Acetabular chondral flap type visualized during hip arthroscopy correlates with radiographic markers of hip impingement and hip instability. Outside-in flaps are highly predictive of FAI, whereas inside-out flaps are highly predictive of acetabular dysplasia.
股骨髋臼撞击症(FAI)和髋臼发育不良导致髋臼软骨损伤,通常会导致髋关节镜检查中所见的软骨瓣。
比较髋关节镜检查中所见的髋臼软骨瓣形态(“外向内”与“内向外”)与 FAI 和髋关节发育不良的临床和影像学参数。
队列研究;证据水平,3 级。
纳入 2013 年至 2017 年间由资深作者行髋关节镜检查且存在髋臼软骨瓣 Outerbridge 分级 IV 级的患者。对每个手术过程进行视频回顾,并根据有无软骨盂唇结合部完整而中央附着的软骨瓣将软骨瓣分为“外向内”或“内向外”。如果存在软骨盂唇结合部完整而中央附着的软骨瓣,且伴有从髋臼中央分离的软骨盂唇组织袖套,则诊断为“外向内”;如果存在中央附着的软骨瓣,且软骨盂唇结合部有破裂,则诊断为“内向外”。在将每位患者归入以下 2 个影像学组之一时,注意髋关节撞击/发育不良的影像学标志物:组 1,外侧中心边缘角(LCEA)>20°伴 FAI;组 2,LCEA≤20°伴或不伴凸轮 FAI。使用卡方检验检验软骨瓣形态与临床诊断之间的相关性。
共有 95 例患者(103 髋)纳入研究(组 1,78 髋;组 2,25 髋)。在组 2 中,24 髋合并凸轮 FAI。软骨瓣类型与影像学诊断显著相关(<.001)。在组 1 髋中,78%表现为“外向内”型软骨瓣,12%表现为“外向内和内向外”混合型软骨瓣,10%表现为“内向外”型软骨瓣。
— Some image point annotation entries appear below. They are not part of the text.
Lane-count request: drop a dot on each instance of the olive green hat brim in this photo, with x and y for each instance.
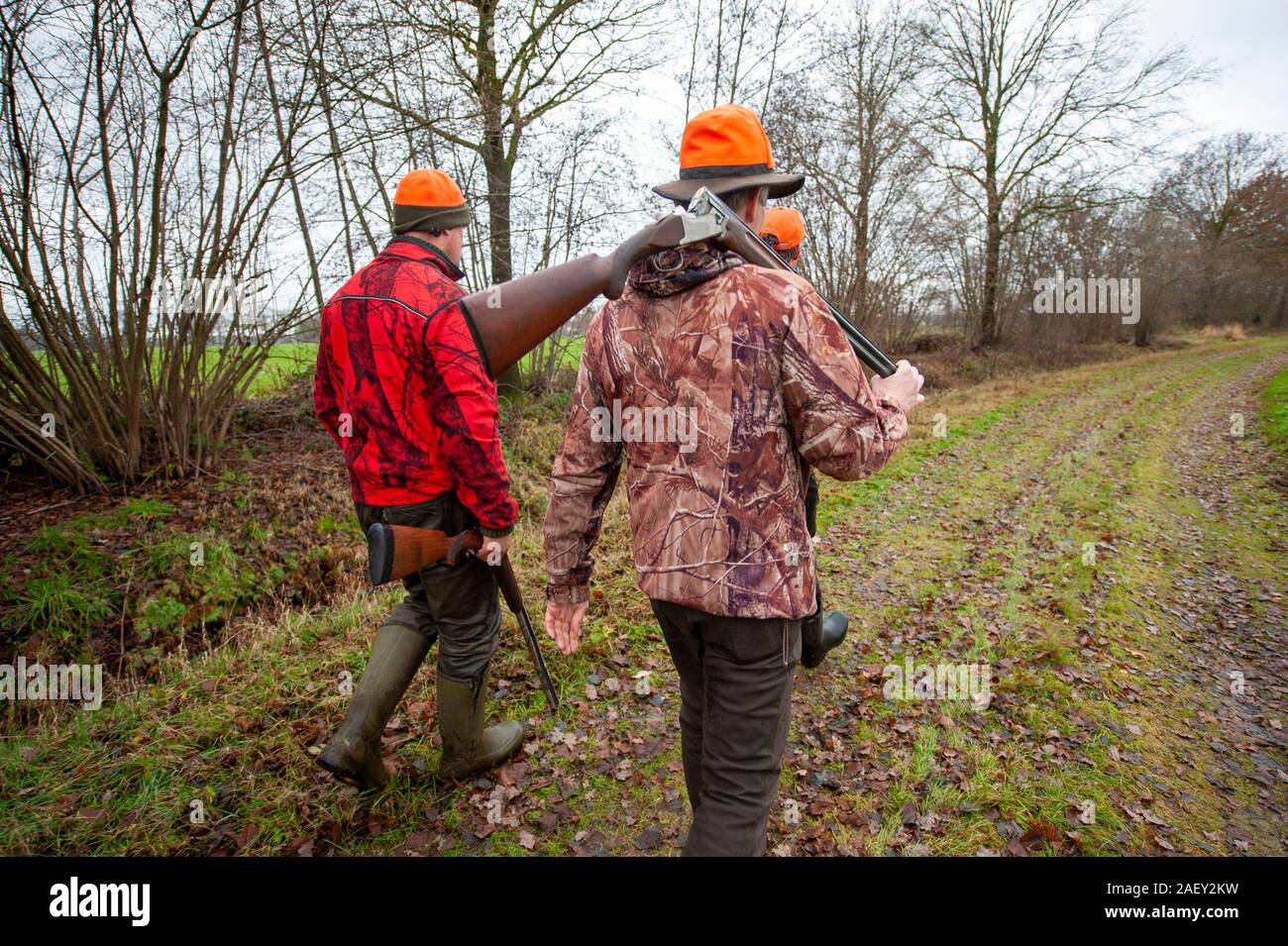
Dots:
(407, 218)
(778, 184)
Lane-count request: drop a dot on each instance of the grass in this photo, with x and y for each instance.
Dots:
(1274, 413)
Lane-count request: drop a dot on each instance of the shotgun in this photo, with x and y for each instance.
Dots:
(734, 235)
(398, 551)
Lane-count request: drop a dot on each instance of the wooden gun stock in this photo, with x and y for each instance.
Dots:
(513, 318)
(397, 551)
(741, 239)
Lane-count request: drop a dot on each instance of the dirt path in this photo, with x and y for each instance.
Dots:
(1112, 726)
(1095, 538)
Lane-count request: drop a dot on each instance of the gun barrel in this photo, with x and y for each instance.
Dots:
(513, 318)
(748, 245)
(514, 601)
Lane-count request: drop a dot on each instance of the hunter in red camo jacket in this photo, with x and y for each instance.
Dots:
(400, 387)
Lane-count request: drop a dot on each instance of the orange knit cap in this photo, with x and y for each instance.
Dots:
(428, 200)
(726, 150)
(784, 228)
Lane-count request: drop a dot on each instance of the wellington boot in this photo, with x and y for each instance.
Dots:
(353, 753)
(468, 748)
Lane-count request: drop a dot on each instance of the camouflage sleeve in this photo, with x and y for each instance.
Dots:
(840, 426)
(583, 480)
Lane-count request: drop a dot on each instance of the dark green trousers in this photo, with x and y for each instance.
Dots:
(458, 605)
(735, 703)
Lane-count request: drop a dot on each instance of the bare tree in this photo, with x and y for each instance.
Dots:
(846, 121)
(145, 179)
(1037, 107)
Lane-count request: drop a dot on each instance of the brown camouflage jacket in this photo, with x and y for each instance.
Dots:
(719, 383)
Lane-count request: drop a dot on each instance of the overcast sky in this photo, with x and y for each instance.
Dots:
(1245, 40)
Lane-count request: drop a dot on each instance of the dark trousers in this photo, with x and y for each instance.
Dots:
(455, 604)
(735, 691)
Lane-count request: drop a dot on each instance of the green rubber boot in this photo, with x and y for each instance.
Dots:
(468, 748)
(353, 755)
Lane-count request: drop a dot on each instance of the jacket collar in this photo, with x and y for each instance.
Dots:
(419, 252)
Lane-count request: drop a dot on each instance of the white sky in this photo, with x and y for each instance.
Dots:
(1241, 38)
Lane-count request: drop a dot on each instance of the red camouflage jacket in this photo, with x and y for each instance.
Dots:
(400, 387)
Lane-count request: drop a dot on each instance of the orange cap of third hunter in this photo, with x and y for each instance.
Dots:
(784, 227)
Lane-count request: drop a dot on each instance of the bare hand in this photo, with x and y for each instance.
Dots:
(493, 550)
(563, 623)
(903, 387)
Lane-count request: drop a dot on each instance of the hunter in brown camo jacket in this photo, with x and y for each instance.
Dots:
(761, 385)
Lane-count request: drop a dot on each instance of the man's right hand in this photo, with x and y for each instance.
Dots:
(493, 550)
(903, 387)
(563, 623)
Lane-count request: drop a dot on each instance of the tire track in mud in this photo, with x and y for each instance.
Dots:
(1078, 430)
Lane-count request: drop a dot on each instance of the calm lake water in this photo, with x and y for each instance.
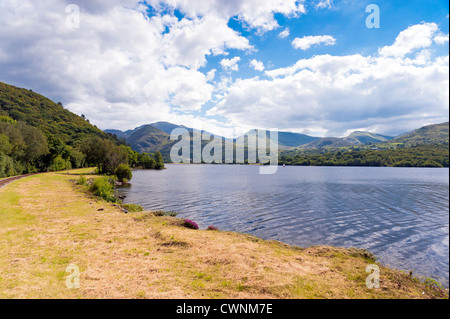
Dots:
(399, 214)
组 2 髋中,72%为“内向外”型软骨瓣,16%为混合型,12%为“外向内”型。表现为“外向内”型软骨瓣的髋更有可能在组 1(阳性预测值 [PPV],91%;阴性预测值 [NPV],69%)。同样,表现为“内向外”型软骨瓣的髋更有可能在组 2(PPV,56%;NPV,95%)。总的来说,组 1 髋中 90%为“外向内”型病变,组 2 髋中 88%为“内向外”型病变。
髋关节镜检查中所见的髋臼软骨瓣类型与髋关节撞击和髋关节不稳定的影像学标志物相关。“外向内”型软骨瓣高度提示 FAI,而“内向外”型软骨瓣高度提示髋臼发育不良。